The El Morocco Supper Club opened on Wilkinson Boulevard (“on the outskirts of the city”) in 1946 and offered live music, dinner and dancing. At some point the club moved to a new location on Orr Road where it operated until the 1970s.
Here’s an October 1946 Charlotte Observer story about the grand opening - then be sure to click through the slideshow at the bottom.
El Morocco’s Opening Set
Charlotte’s Newest Night Club Will Greet Public Tonight at 6 O’Clock
Charlotte’s newest night club, El Morocco, advertised as the finest in the South, has its formal opening tonight at 6 o’clock, with Buddy Hisey and his orchestra coming here from the Tampa Terrace hotel as the principal entertaining attraction.
The club, on the south side of the Wilkinson boulevard on the outskirts of the city, will be open seven nights a week, from 6 p.m. to 3 a.m.
The club management promises that name bands will play regularly for dancing and that the entertainment at all times will be of high quality. Bill Cartledge is owner-manager of the club.

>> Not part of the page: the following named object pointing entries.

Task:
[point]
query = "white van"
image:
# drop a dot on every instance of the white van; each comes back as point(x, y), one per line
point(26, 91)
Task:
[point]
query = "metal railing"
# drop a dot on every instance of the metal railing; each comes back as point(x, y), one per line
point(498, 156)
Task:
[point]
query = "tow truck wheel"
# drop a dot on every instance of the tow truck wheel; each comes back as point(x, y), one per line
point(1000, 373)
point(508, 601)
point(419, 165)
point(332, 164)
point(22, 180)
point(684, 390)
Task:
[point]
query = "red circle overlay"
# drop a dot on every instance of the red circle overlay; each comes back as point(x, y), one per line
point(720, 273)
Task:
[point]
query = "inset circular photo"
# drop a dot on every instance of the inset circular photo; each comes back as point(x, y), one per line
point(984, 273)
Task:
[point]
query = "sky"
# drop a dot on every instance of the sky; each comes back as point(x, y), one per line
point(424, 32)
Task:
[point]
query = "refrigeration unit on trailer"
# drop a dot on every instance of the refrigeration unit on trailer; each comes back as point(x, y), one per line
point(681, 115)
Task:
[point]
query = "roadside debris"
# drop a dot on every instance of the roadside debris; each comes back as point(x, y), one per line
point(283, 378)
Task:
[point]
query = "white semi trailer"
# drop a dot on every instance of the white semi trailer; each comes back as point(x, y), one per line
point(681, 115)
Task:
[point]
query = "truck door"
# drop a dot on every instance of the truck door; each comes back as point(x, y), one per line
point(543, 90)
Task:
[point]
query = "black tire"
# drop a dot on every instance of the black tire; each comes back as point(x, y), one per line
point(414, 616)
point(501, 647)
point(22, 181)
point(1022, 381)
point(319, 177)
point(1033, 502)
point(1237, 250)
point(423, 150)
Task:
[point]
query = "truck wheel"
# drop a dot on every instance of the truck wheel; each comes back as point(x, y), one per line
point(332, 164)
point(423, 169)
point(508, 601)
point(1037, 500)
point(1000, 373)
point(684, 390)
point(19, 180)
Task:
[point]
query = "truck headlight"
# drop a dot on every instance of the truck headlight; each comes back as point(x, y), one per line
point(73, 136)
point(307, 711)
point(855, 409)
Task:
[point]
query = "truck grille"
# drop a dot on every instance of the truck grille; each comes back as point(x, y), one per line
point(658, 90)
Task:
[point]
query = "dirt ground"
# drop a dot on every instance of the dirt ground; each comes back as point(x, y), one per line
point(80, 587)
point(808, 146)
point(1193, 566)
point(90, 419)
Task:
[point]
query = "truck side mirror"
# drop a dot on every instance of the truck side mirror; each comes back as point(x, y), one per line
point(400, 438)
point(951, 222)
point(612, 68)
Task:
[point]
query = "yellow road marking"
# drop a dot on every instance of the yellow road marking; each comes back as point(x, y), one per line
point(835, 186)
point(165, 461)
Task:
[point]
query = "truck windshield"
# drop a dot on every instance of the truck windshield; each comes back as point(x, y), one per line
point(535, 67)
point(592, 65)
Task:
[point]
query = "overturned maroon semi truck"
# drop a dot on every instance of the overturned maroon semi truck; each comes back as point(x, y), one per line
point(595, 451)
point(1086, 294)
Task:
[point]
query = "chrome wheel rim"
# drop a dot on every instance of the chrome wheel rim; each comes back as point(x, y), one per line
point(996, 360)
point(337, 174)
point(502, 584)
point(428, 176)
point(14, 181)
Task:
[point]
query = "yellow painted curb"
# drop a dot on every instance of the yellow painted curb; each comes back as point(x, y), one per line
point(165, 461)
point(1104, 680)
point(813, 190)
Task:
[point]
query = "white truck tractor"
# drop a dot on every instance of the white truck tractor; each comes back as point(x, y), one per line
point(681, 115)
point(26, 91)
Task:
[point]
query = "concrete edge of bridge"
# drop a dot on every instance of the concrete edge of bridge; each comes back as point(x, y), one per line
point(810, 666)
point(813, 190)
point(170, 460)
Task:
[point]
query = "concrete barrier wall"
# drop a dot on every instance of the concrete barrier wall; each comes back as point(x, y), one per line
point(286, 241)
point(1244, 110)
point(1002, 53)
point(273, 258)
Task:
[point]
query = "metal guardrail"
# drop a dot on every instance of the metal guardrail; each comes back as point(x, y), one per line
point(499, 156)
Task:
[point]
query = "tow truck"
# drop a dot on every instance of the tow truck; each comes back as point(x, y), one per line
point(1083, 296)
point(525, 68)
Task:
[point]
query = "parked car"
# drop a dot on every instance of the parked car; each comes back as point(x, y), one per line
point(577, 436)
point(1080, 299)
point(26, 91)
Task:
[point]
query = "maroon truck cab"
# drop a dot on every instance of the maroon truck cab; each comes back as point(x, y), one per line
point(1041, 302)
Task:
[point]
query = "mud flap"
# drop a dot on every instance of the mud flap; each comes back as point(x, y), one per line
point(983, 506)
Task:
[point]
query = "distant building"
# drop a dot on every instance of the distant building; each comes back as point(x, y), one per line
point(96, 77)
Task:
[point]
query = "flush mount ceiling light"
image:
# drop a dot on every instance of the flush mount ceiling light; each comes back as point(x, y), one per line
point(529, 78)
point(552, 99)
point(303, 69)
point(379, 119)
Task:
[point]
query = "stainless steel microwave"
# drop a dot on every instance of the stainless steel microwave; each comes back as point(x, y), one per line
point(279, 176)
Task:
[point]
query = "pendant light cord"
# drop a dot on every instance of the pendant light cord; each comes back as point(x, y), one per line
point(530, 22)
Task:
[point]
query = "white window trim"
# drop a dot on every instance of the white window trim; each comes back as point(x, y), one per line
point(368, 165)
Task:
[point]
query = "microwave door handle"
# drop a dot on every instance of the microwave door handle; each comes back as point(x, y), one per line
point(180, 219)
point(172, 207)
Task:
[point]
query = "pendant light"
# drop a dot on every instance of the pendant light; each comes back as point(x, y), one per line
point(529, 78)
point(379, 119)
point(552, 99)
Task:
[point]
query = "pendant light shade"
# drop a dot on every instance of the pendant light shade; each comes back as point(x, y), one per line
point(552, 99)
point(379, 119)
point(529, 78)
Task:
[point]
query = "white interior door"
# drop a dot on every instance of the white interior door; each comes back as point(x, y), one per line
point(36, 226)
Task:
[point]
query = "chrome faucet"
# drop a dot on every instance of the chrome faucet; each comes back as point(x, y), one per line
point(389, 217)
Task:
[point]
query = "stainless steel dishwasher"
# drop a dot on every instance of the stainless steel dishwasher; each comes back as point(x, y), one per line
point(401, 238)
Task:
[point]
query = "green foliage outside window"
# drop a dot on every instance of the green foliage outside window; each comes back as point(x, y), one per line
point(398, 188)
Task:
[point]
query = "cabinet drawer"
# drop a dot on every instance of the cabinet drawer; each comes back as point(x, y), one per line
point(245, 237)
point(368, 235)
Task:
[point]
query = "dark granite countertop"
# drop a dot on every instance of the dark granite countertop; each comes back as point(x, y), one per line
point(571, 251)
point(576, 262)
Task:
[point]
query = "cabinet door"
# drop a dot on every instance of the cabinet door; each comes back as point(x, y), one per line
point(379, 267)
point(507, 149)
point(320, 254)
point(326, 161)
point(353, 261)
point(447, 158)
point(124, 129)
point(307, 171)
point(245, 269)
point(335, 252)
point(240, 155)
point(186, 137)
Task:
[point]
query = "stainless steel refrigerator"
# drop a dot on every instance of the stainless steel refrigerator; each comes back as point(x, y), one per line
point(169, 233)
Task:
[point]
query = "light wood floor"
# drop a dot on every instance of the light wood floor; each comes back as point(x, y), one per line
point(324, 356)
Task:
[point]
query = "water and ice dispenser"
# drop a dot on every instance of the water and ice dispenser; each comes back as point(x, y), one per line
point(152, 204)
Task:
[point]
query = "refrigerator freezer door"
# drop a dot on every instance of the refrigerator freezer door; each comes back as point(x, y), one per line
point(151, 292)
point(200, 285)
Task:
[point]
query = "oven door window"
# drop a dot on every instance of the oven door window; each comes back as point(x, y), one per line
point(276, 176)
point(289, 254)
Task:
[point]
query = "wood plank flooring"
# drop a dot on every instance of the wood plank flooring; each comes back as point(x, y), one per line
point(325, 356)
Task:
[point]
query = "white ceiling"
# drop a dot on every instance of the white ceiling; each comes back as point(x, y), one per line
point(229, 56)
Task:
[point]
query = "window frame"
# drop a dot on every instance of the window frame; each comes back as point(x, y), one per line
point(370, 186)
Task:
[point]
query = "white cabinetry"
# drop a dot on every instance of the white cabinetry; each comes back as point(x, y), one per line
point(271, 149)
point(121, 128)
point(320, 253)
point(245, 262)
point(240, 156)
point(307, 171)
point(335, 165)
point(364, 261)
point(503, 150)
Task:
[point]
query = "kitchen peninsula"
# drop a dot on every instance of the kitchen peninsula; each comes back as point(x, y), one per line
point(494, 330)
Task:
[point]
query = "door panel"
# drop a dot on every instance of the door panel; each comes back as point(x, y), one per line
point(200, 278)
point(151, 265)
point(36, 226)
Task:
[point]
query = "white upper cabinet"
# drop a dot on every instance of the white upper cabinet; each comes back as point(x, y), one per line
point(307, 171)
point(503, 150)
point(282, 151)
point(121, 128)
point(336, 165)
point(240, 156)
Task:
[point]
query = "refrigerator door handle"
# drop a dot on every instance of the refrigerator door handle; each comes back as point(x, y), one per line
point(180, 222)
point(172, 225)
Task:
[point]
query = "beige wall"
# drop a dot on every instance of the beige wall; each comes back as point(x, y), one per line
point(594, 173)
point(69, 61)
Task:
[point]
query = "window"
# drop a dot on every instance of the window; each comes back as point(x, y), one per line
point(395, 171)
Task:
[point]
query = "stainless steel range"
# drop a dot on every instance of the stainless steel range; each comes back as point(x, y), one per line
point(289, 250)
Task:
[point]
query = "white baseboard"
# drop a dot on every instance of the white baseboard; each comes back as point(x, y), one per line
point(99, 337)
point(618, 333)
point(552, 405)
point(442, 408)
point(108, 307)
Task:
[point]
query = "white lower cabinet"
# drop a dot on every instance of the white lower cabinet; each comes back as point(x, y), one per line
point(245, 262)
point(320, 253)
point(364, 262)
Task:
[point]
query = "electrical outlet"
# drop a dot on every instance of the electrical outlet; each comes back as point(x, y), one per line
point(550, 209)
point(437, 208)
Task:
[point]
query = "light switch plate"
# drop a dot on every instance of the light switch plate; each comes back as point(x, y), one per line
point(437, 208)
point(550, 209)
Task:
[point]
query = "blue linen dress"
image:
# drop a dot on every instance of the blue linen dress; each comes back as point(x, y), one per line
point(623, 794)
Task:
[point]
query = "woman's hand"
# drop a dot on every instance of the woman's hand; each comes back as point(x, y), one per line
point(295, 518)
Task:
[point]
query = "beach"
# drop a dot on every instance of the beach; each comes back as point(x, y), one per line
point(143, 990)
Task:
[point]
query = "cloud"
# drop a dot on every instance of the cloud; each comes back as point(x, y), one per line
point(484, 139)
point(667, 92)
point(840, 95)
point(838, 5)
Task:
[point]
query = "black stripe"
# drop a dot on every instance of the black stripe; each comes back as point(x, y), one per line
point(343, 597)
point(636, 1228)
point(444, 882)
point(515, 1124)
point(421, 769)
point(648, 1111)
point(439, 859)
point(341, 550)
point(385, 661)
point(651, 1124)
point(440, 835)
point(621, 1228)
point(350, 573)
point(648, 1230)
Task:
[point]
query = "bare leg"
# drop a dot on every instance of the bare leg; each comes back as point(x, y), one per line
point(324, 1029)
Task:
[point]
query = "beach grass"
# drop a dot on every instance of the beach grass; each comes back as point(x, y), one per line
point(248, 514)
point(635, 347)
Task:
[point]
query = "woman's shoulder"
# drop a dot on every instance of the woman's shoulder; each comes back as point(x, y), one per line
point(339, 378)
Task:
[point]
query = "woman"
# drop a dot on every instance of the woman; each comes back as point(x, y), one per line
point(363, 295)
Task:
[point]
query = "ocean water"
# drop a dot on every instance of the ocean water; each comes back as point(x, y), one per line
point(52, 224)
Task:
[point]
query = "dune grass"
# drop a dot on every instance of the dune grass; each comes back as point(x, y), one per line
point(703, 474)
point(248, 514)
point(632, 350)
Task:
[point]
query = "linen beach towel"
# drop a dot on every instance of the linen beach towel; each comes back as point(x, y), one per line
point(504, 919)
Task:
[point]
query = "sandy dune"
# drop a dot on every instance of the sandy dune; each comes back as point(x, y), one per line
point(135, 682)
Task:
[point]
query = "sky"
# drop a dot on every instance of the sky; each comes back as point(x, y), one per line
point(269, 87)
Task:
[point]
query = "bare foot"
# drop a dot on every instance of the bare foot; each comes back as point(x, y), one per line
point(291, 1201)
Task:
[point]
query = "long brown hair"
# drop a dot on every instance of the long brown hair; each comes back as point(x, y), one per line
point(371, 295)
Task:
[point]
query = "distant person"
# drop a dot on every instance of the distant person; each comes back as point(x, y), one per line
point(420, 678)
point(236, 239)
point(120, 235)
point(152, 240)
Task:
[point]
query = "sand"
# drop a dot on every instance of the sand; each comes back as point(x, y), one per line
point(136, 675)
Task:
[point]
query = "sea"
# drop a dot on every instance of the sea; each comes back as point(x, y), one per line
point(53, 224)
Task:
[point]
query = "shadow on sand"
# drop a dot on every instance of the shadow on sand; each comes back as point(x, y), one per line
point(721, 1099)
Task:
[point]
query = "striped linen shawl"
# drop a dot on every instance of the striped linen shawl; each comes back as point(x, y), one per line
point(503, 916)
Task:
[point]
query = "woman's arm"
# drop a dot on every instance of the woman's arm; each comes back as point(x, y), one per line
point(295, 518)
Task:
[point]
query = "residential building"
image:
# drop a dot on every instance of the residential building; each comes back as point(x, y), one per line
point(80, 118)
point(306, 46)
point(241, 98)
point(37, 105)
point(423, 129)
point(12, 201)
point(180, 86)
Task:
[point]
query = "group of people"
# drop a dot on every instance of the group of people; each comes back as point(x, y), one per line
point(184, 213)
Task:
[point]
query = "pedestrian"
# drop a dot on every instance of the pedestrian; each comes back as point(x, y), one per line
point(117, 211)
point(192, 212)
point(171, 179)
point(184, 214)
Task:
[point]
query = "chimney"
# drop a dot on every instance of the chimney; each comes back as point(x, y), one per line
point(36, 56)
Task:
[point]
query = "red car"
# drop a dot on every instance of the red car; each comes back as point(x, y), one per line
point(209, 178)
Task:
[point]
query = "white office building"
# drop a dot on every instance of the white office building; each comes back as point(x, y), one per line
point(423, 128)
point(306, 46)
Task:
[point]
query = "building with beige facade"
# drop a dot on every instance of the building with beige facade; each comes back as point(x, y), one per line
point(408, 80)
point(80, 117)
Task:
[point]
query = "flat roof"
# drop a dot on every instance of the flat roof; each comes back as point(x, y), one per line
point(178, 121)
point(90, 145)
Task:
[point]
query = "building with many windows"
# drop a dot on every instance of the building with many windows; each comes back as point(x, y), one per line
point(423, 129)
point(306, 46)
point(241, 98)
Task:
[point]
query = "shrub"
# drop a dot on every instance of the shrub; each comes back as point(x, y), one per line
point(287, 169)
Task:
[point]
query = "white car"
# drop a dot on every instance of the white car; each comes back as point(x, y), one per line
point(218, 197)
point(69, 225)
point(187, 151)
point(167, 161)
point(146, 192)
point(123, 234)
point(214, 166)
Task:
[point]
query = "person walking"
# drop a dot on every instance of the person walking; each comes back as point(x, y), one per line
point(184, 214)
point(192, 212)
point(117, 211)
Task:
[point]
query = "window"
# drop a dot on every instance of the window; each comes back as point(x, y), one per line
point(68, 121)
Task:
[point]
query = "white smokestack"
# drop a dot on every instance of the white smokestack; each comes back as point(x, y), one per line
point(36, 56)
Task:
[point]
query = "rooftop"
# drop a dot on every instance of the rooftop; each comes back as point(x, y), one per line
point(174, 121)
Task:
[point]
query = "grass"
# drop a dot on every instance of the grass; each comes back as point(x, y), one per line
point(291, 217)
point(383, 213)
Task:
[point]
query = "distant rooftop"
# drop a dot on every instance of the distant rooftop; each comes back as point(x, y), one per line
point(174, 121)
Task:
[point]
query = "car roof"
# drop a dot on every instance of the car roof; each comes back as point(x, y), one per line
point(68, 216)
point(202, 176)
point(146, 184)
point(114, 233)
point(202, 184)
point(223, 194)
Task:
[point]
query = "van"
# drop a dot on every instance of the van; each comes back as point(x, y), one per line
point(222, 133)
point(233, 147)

Done in white stucco, the building, both exterior and interior, is of modernistic design and is entirely fireproof. Appointments are both luxurious and novel.
The ballroom has a seating capacity of about 400 diners. Contrasting with the zebra-striped wall seats in the ballroom are the black walls, and the dance floor in front of the bandstand is of white and black tile blocks, with a dome over it to reflect soft or bright lights in red, white and blue colors.
The front lounge is lavishly appointed, and so is the ladies’ lounge adjoining the ladies’ room, which has walls of deep rose, with a large dressing table. All the appointments are of the most modern type.
About 40 persons will be employed on the staff of the club, said Mr. Cartledge, including Gordon Swisher of Baltimore, veteran caterer, and two chefs. Two photographers will make pictures for delivery the same evening, and a doorman, dressed in an Arabian costume, will be on duty during the entire time the club is open to guests.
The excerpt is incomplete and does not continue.